Lisa Leiner: Bei der Resilienz geht es um gewisse Fähigkeiten, die man sich durchaus aneignen kann. Manchen Menschen fällt das leichter, andere müssen länger „üben“, um eine gewisse Resilienz zu erreichen. Eine hohe Resilienz bedeutet auch nicht, dass man gegen jede Herausforderung, jeden Stressreiz oder jeden Konflikt so gewappnet ist, dass Einem nichts mehr nahe geht. Den Vergleich mit dem Umfallen und Aufstehen finde ich sehr gut, denn die Resilienz hilft uns schneller wieder aufzustehen, wenn wir umgefallen sind. Oder aber bewahrt uns davor, aber eben nicht in allen Situationen. Zu den Fähigkeiten, die resilient machen, zählen Optimismus, Zielorientierung, Selbstwirksamkeit, Emotionssteuerung, Impulskontrolle, Kausalanalyse und Empathie.

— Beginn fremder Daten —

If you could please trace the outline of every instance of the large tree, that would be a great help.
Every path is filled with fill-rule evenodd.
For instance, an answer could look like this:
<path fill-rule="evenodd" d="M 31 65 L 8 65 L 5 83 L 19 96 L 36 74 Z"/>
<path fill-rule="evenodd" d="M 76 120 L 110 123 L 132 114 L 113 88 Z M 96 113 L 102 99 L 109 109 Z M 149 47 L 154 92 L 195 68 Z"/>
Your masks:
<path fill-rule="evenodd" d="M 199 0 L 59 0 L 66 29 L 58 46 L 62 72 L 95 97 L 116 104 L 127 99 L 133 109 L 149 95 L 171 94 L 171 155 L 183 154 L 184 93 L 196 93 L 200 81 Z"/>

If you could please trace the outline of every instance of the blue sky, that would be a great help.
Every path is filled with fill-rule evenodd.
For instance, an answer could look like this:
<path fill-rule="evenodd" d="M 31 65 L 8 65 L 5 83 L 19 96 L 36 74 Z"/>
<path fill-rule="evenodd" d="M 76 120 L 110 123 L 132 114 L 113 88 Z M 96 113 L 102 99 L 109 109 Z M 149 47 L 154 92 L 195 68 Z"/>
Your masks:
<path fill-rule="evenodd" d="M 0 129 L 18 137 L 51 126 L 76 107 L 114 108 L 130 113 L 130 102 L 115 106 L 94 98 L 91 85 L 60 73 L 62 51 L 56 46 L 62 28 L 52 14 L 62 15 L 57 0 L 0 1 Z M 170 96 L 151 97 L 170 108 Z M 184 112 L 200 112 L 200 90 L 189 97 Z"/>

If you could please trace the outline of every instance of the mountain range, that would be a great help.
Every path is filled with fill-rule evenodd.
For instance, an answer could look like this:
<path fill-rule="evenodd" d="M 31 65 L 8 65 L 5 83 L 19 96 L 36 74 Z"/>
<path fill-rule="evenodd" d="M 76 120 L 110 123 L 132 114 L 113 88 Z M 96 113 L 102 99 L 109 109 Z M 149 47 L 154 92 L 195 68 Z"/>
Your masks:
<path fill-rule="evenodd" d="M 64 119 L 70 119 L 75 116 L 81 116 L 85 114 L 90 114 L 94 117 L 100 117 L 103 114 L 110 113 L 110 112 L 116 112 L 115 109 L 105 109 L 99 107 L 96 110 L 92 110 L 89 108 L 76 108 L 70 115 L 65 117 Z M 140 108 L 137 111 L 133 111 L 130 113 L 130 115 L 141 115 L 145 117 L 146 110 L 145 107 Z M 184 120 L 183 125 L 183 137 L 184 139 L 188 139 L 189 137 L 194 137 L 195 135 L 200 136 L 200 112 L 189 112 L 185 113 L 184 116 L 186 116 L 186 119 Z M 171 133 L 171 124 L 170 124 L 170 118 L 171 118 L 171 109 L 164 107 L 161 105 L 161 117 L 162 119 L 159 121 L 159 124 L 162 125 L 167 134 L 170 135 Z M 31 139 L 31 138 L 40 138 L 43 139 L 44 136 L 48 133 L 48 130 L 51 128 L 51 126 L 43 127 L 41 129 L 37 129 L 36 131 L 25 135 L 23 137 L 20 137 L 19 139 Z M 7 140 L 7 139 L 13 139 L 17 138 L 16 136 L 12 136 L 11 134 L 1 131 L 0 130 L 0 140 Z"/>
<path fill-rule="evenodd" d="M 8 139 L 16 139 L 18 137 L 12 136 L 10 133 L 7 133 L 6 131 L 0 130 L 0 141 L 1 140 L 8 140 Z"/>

Wer optimistisch ist, redet sich nichts schön oder trägt dauerhaft eine rosa-rote Brille, sondern versucht, auch negativen oder herausfordernden Situationen einen positiven Anteil abzugewinnen. Jeder Fehlschlag hilft mir, es beim nächsten Mal besser zu machen. Jedes Betrachten von kleinen Schritten „in die richtige Richtung“, hilft mir, hartnäckig bei einer Sache zu bleiben. Jeder wohlwollende Blick auf einen Konflikt, hilft mir, ruhig und reflektiert zu agieren. Kennen Sie diese Menschen, die überall etwas auszusetzen haben? Die immer ein Haar in der Suppe finden? Mit solchen Menschen verbringt man nicht gerne Zeit. Und genau solchen Menschen fehlt die notwendige Prise Optimismus.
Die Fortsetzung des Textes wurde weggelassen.